In Jay's opinion, ETL is nothing more than doing two things:



1) Extracting and cleaning data, unlocking data from a specific system
2) Reconstruct the data so that it can be queried through the data warehouse. For example, change the data type to fit a type of relational database, convert the pattern to a star or snowflake pattern, or decompose it into a column-oriented storage format.



However, the two things are coupled, the problem is very large, because the integrated, clean data, should be able to be other real-time systems, index building systems, low-latency processing system consumption.

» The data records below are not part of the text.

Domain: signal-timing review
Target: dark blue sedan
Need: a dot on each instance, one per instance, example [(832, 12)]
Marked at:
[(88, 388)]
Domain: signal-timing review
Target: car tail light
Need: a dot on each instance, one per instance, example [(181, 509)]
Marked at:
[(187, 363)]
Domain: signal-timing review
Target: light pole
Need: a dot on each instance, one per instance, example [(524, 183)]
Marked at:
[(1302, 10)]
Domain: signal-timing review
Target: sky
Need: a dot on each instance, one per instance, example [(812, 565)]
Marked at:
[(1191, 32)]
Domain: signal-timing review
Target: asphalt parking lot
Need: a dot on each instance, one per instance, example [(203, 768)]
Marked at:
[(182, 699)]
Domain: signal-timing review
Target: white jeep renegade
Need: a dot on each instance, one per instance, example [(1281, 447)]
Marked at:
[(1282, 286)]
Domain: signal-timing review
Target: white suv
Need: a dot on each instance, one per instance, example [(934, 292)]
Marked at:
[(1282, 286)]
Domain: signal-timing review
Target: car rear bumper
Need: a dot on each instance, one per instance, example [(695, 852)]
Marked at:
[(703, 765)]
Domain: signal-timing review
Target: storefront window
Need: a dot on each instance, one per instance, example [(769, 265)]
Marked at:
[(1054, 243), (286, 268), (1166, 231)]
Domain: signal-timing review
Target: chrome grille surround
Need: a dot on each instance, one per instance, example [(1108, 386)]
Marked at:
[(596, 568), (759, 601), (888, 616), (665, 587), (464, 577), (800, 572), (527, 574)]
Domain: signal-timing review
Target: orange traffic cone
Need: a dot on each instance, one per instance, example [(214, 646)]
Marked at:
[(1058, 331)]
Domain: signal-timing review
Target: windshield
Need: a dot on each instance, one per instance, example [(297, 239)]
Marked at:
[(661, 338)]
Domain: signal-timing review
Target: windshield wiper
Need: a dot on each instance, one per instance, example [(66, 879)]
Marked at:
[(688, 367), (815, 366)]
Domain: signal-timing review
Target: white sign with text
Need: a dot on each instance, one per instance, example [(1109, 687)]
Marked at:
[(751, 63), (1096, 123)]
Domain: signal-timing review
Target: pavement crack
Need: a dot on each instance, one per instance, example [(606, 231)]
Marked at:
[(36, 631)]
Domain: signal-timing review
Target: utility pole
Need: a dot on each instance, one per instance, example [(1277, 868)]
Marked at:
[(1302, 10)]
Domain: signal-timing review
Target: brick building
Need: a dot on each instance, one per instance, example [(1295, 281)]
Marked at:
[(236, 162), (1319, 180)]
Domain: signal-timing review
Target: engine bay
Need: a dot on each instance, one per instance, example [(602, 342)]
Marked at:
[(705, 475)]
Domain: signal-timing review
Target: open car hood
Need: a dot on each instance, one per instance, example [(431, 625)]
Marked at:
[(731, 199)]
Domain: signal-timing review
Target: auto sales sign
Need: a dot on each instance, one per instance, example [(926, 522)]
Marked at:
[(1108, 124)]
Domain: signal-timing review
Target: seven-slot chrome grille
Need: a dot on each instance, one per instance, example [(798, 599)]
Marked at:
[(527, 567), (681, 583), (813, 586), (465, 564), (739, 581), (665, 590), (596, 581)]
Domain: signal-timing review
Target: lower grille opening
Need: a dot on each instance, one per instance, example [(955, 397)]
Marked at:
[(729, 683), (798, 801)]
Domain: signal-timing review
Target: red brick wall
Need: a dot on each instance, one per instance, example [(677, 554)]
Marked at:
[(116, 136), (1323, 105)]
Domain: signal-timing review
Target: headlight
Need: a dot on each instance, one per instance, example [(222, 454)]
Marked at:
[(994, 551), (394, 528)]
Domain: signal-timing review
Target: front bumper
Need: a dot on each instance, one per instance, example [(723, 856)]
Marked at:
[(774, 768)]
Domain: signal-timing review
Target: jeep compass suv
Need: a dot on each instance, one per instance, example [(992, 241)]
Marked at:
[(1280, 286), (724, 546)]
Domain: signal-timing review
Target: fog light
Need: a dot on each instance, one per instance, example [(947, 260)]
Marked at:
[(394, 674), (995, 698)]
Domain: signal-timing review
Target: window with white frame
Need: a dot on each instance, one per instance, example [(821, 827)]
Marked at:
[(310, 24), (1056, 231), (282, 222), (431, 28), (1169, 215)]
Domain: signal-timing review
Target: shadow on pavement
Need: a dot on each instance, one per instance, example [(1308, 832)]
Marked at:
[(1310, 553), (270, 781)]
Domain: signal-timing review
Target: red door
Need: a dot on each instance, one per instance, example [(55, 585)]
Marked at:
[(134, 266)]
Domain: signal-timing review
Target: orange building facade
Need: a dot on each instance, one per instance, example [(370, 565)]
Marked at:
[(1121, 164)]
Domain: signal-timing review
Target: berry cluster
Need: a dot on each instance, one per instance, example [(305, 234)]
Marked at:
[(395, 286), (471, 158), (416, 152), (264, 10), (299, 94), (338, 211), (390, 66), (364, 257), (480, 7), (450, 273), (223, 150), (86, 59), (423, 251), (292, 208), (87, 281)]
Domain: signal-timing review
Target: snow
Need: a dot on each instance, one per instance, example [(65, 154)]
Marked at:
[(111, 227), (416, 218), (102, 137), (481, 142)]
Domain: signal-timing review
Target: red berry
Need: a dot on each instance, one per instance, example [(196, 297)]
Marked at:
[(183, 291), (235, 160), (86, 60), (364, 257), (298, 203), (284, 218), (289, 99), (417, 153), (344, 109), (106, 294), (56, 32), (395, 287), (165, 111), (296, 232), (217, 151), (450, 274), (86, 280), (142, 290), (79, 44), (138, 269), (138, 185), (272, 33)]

The Data Warehouse team is responsible for collecting and cleaning the data, however, the producers of these data tend to produce data that is difficult to extract and clean due to the unclear data Warehouse team's processing requirements.
At the same time, because the core business team is not sensitive to the fact that the other teams in the company remain unison, the data coverage is very low, the data flow is fragile, and it is difficult to quickly respond to changes.



So, the better way is:






If you want to do some search on a clean data set, monitor the trend graph in real time, real-time alarm, it is inappropriate to use the original data warehouse or the Hadoop cluster as the infrastructure. What's worse, the data loading system built by ETL for the data warehouse is useless to other (real-time) systems.



The best model is that the data is cleaned before the data Publisher publishes it, because only the publisher knows exactly what their data is. All of the operations that are done at this stage should be non-destructive and reversible .



All real-time conversions of rich semantics, or added values, should be processed after the original log post is published (post-processing), including establishing a session for event data, or adding some fields of interest. The original log can still be used alone, but this kind of real-time application also derives the new parameterized log.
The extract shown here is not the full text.